I punti chiave da ricordare:
- il silenzio dopo 60 giorni è un diniego;
- non serve il preavviso di rigetto;
- il ricorso va fatto sulla conformità urbanistica, non sulla procedura;
- la doppia conformità resta il pilastro invalicabile per l’art. 36.
FAQ: Domande frequenti sul silenzio-diniego in sanatoria
Ai sensi dell’art. 36 del d.P.R. 380/2001, il decorso del termine di 60 giorni senza una risposta da parte dell’Amministrazione non costituisce un’inerzia (silenzio-inadempimento), ma si configura come un silenzio-diniego.
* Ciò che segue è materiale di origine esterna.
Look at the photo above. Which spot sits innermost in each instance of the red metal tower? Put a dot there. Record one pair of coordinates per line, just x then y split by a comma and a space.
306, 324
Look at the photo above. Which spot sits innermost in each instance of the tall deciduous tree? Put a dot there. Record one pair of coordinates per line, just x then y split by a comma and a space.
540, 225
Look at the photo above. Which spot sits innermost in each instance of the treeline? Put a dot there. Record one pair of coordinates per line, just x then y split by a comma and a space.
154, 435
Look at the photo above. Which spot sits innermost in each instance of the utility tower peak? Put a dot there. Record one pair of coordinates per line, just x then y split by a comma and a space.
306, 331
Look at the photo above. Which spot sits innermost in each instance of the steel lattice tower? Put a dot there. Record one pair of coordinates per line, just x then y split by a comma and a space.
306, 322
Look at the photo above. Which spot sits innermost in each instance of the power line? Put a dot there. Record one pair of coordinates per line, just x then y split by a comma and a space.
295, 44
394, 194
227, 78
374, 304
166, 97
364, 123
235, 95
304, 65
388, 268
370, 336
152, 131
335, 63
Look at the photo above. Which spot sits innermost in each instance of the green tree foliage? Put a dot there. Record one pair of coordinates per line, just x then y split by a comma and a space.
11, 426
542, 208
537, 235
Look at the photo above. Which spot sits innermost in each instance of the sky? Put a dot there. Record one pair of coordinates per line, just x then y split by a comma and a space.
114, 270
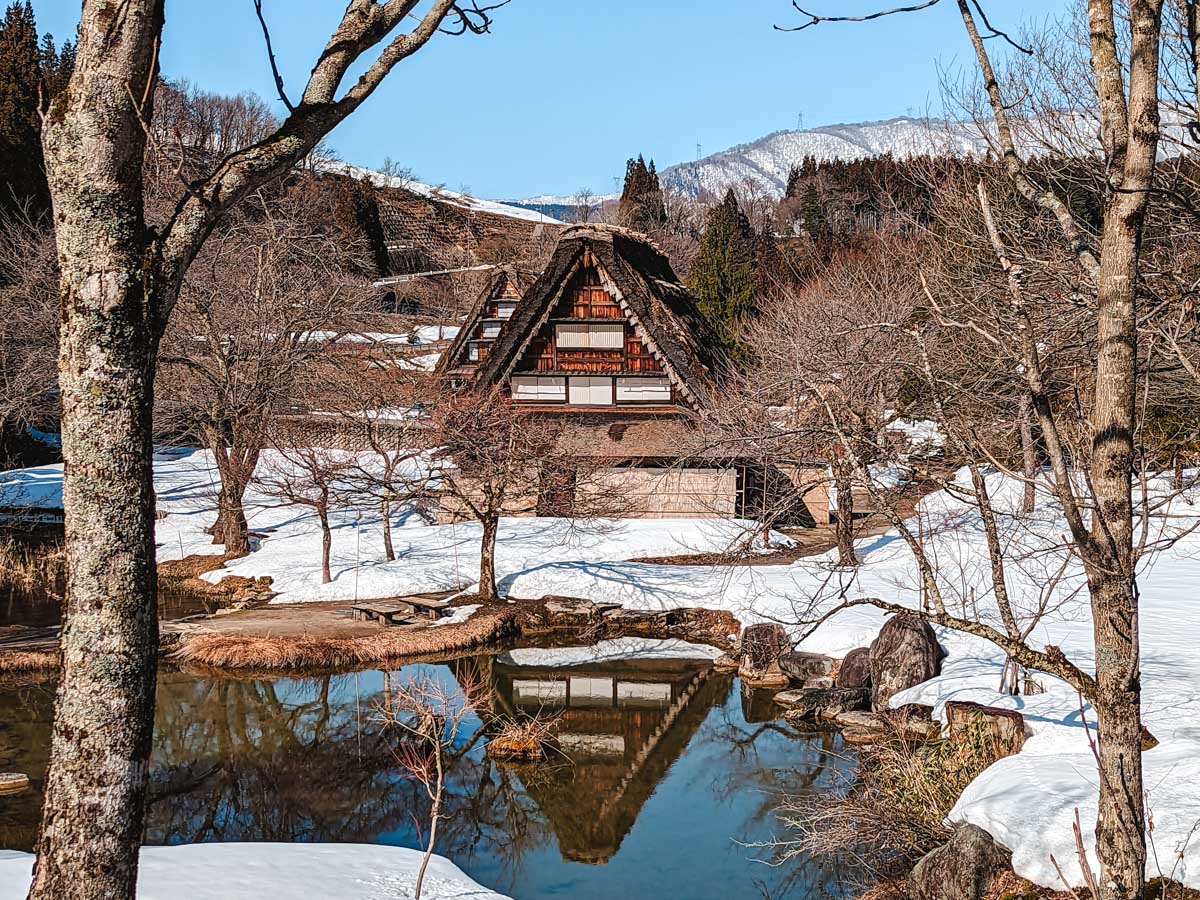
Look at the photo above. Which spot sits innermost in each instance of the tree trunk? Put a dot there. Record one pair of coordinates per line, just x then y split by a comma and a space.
235, 466
327, 544
111, 311
487, 589
1121, 827
845, 516
103, 714
1121, 823
1029, 453
389, 551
Questo significa che l’istanza si intende ufficialmente respinta a tutti gli effetti di legge, senza necessità di ulteriori comunicazioni da parte dell’ufficio tecnico.
No. Come ribadito dalla sentenza del Consiglio di Stato n. 2851/2026, il silenzio-diniego è un istituto tipizzato dalla normativa edilizia che prescinde dalle garanzie partecipative ordinarie. Poiché il rigetto avviene automaticamente per legge allo scadere del termine, il Comune non è obbligato a inviare il preavviso di rigetto o una motivazione contestuale.
Contro il silenzio-diniego è possibile proporre ricorso dinanzi al Tribunale Amministrativo Regionale (TAR) entro 60 giorni dal perfezionamento del silenzio. Poiché si tratta di un atto a contenuto vincolato, il ricorrente ha l’onere di dimostrare tecnicamente la sussistenza della “doppia conformità” dell’opera, provando che l’intervento era conforme alla disciplina urbanistica sia al momento della realizzazione che al momento della domanda.